Descalço, descomposto, seus olhos dardejam tormentas. Refugia-se na biblioteca
com a memória da violência com que possui a mulher. Tantos desejos proibidos, tanto ardor contido para
manter o decoro conjugal e tudo desmoronado de modo vil. A brutalidade como a última
terra lançada sobre o túmulo matrimonial. A lápide escrita à tinta da sevícia.

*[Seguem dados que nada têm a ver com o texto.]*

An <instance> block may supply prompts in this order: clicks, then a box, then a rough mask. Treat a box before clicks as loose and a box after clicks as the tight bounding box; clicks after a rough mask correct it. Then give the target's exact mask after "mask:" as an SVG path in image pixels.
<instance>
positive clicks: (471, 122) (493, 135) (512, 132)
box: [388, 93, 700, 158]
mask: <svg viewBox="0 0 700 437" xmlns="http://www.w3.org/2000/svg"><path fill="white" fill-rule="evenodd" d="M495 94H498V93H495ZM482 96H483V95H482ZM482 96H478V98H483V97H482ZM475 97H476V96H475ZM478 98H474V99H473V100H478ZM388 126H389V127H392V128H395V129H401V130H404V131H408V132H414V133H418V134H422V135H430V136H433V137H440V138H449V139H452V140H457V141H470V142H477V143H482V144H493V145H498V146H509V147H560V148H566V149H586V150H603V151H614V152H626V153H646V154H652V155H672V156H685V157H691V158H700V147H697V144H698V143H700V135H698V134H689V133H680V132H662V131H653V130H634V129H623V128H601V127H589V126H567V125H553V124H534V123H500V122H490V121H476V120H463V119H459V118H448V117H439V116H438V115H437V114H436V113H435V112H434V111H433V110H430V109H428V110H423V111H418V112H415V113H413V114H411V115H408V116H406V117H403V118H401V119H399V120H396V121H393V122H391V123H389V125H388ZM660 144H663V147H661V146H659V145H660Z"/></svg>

Consome-se nos destroços de si, na arruinaria do casamento, nas faltas de
Páscoa para criar o acolhimento no qual pudesse se revitalizar para a batalha
do dia seguinte. Suportou a tudo e quando pensou que possuía um lar, quando
rompeu contenções e se deitou no colo da esposa, ao se levantar foi ferido pelo
punhal da traição, que fez vazar seu próprio fel. Por que, se sempre lhe fui fiel? Miserável. Quanto bem eu lhe quis!
A
vergonha o abrasa quando olha República. Ouve ela lhe perguntar: -- Como pôde sorver
o ódio como uma paixão? Deixar a fúria torvar a razão? Urge que se redima
consigo mesmo. Saia desta casa que nunca lhe pertenceu. Retorne para onde tudo
floresceu dentro de você e se fortaleça para o grande momento da sua vida.
Herculano
sai desembestado da biblioteca. Veste sua farda, arruma sua maleta e deixa o
casarão. Ao jardim, encontra-se com Tião na sua ronda. Avisa-o de que estará na
Escola e lhe dá instruções.
--
Amanhã terá a vigília. Se quiser ir, vá.
-- Não
posso faltar.
--
Então me encontre na Praça e que as ordens sejam cumpridas aqui.
--
Serão, doutor capitão.
Pelas
grades do portão, Herculano avista Correia e Touro se aproximando. Em breve, os
dois lhe relatam sobre o confronto com o piquete. .
-- Brito?
-- Já deve estar longe com os moços no trem pra
Realengo.
-- Alguma baixa?
-- Não da nossa parte.
-- Quem começou os tiros?
-- Num dá pra dizer.
-- Mas a cambada do Pinto de Andrade estava lá.
-- Num triz os sacripantas dos quebra-lampiões
engrossaram o rebuliço.
-- Vamos entrar e repassar o controle das ruas.
-- Não leva mal, Capitão, mas pra onde ia com essa
maleta?
-- Para a caserna onde estarei até a vitória.